The fourth day is the highlight of the whole process as it is when the Chingay procession takes place and the iconic five deities – Yuan Tian Shang Di (Teochew), Hong Xian Da Di (Hokkien), Gan Tian Da Di (Hakka), Hua Guang Da Di (Cantonese) and Zhao Da Yuan Shuai (Hainan) – are brought on a tour of the city.
“Those watching the parade for the first time may get a shock when they see the deities’ palanquins being rocked vigorously by devotees who carry them,” Lim said.
He explained that it was the deity’s way of “blessing” the city and devotees would usually put their hands together in respect while shouting “Heng ah!” (prosperity) and “Huat ah!” (good fortune) all along the major roads such as Jalan Yahya Awal, Jalan Ibrahim and Jalan Wong Ah Fook.

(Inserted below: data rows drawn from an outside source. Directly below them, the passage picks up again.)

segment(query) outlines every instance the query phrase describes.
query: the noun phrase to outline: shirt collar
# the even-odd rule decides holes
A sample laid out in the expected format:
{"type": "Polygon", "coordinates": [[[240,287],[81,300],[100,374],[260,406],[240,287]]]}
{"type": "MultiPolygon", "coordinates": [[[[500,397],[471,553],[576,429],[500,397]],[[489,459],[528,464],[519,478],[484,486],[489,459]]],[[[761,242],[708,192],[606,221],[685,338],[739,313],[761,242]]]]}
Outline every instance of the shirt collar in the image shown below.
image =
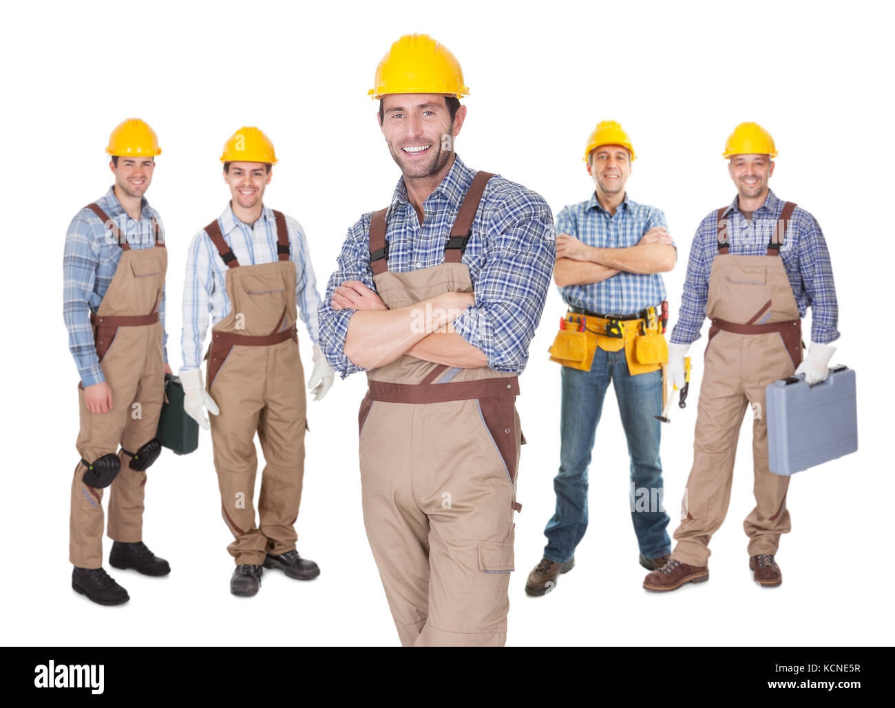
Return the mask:
{"type": "MultiPolygon", "coordinates": [[[[106,207],[103,211],[105,211],[109,217],[115,218],[116,216],[121,216],[123,214],[127,214],[127,212],[124,211],[124,207],[121,206],[121,202],[118,201],[118,198],[115,196],[114,184],[109,187],[109,190],[103,195],[102,198],[106,202],[103,205],[106,207]]],[[[141,220],[151,219],[154,215],[155,215],[152,214],[152,209],[149,207],[149,203],[146,200],[146,198],[143,197],[140,200],[141,220]]],[[[128,218],[130,218],[130,215],[128,215],[128,218]]]]}
{"type": "MultiPolygon", "coordinates": [[[[621,200],[621,205],[619,205],[619,206],[625,207],[625,211],[627,211],[627,207],[628,207],[628,203],[627,202],[628,202],[627,192],[626,191],[625,192],[625,198],[621,200]]],[[[597,201],[597,193],[596,193],[596,191],[593,191],[593,192],[591,193],[591,198],[587,200],[587,208],[588,209],[598,209],[599,211],[601,211],[601,212],[603,212],[605,214],[609,214],[609,212],[606,211],[606,209],[604,209],[602,206],[600,206],[600,202],[597,201]]]]}
{"type": "MultiPolygon", "coordinates": [[[[244,222],[241,222],[236,218],[236,215],[233,213],[232,205],[233,201],[231,200],[230,203],[227,204],[226,208],[221,212],[220,218],[218,219],[218,222],[220,222],[221,224],[221,233],[225,236],[229,234],[234,230],[238,229],[243,223],[244,223],[244,222]]],[[[276,221],[277,217],[274,216],[274,210],[269,206],[261,205],[261,215],[259,217],[259,221],[261,219],[267,219],[271,222],[276,221]]],[[[250,229],[253,226],[253,224],[251,223],[246,223],[245,225],[250,227],[250,229]]]]}
{"type": "MultiPolygon", "coordinates": [[[[469,169],[460,159],[460,156],[454,154],[454,164],[444,179],[439,182],[439,186],[426,198],[423,206],[430,201],[447,201],[452,206],[459,209],[463,203],[463,198],[469,190],[469,186],[475,177],[475,171],[469,169]]],[[[404,177],[397,181],[395,191],[392,194],[391,206],[397,204],[408,204],[407,186],[404,182],[404,177]]]]}
{"type": "MultiPolygon", "coordinates": [[[[770,214],[771,216],[776,216],[778,212],[778,206],[780,206],[780,200],[778,198],[777,195],[774,194],[774,190],[769,189],[768,196],[764,198],[764,202],[759,206],[754,214],[770,214]]],[[[731,211],[742,214],[739,210],[739,195],[737,194],[733,198],[733,201],[730,202],[730,206],[724,210],[724,214],[721,216],[727,216],[731,211]]]]}

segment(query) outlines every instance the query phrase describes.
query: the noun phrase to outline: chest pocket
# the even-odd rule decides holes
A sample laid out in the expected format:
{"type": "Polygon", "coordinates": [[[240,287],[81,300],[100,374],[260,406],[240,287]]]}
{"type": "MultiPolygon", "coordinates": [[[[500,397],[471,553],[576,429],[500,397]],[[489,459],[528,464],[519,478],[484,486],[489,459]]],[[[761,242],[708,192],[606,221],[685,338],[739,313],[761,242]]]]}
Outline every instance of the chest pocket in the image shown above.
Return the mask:
{"type": "Polygon", "coordinates": [[[154,258],[134,258],[131,261],[131,270],[135,278],[148,278],[150,275],[161,274],[158,262],[154,258]]]}

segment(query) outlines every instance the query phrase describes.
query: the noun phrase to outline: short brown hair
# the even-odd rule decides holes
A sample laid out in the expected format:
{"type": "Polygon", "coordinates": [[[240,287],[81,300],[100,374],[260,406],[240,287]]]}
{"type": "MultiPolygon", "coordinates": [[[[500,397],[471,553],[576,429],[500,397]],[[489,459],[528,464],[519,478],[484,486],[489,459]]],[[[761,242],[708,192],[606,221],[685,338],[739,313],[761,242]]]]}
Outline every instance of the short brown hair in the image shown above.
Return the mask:
{"type": "MultiPolygon", "coordinates": [[[[448,106],[448,112],[450,114],[450,122],[454,122],[454,118],[456,116],[456,112],[460,110],[460,99],[456,96],[446,96],[445,97],[445,105],[448,106]]],[[[379,123],[386,119],[386,112],[382,107],[382,99],[379,99],[379,123]]]]}

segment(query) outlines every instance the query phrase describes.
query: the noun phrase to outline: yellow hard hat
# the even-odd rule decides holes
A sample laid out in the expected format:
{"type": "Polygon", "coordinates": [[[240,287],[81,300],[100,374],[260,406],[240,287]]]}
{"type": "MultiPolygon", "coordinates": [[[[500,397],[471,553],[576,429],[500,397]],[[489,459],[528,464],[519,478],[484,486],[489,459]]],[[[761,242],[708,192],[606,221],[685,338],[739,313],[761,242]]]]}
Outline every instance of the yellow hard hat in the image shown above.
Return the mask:
{"type": "Polygon", "coordinates": [[[113,157],[125,157],[135,155],[155,157],[161,155],[156,131],[145,121],[128,118],[118,123],[109,135],[109,144],[106,152],[113,157]]]}
{"type": "Polygon", "coordinates": [[[777,156],[777,148],[771,133],[755,122],[740,123],[728,136],[724,157],[733,155],[770,155],[777,156]]]}
{"type": "Polygon", "coordinates": [[[587,139],[587,148],[584,148],[584,162],[592,150],[601,145],[620,145],[631,153],[631,162],[634,162],[637,156],[634,153],[634,147],[631,145],[631,139],[617,121],[601,121],[597,127],[593,129],[587,139]]]}
{"type": "Polygon", "coordinates": [[[373,88],[367,93],[381,98],[393,93],[441,93],[469,96],[463,70],[443,44],[429,35],[405,35],[391,46],[376,67],[373,88]]]}
{"type": "Polygon", "coordinates": [[[224,143],[221,162],[263,162],[277,164],[274,144],[263,132],[251,125],[243,125],[224,143]]]}

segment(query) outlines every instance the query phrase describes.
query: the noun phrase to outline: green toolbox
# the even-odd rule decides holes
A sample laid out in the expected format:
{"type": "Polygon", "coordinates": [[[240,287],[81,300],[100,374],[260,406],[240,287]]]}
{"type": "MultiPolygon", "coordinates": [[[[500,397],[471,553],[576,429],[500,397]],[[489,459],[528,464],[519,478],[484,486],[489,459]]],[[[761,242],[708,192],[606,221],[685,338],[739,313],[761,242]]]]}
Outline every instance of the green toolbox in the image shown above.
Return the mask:
{"type": "Polygon", "coordinates": [[[199,447],[199,424],[183,410],[183,386],[171,374],[165,375],[165,402],[156,437],[178,455],[187,455],[199,447]]]}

The parade kicks off at Xing Gong and usually lasts for at least six hours, as it is past midnight by the time the march ends.
The following day, the deities are brought back to the Ancient Temple located along Jalan Trus, bringing the Chinese New Year festivities to a close for Johoreans.
Back in the 1960s, the three notorious rival underground society clans in the city would call for a truce throughout the Chingay celebrations to unite and pray for good fortune, which shows how important the tradition was to everyone.
P. Devaraj, 65, who owns a sundry shop in the city, said he did not mind the congestion and watched the parade every year.
“I always tell my children this is an occasion where the deities bless the city and we, as people of the land, will be blessed too,” he said.
Assistant manager Shahidah Rahmi, 34, who has attended the parade for the past 10 years, said she enjoyed watching the different and creative floats each year.
She said people should not mix religion with culture, and be open to each other’s cultures as there is always something new to learn.
After earning the national cultural heritage for an intangible celebration, the Ancient Temple’s next step is to make the ceremony a globally recognised event.
Tourism and Culture Minister Datuk Seri Mohamed Nazri Abdul Aziz has pledged to direct the cultural department under his ministry to give full cooperation in ensuring that the event achieves its goals.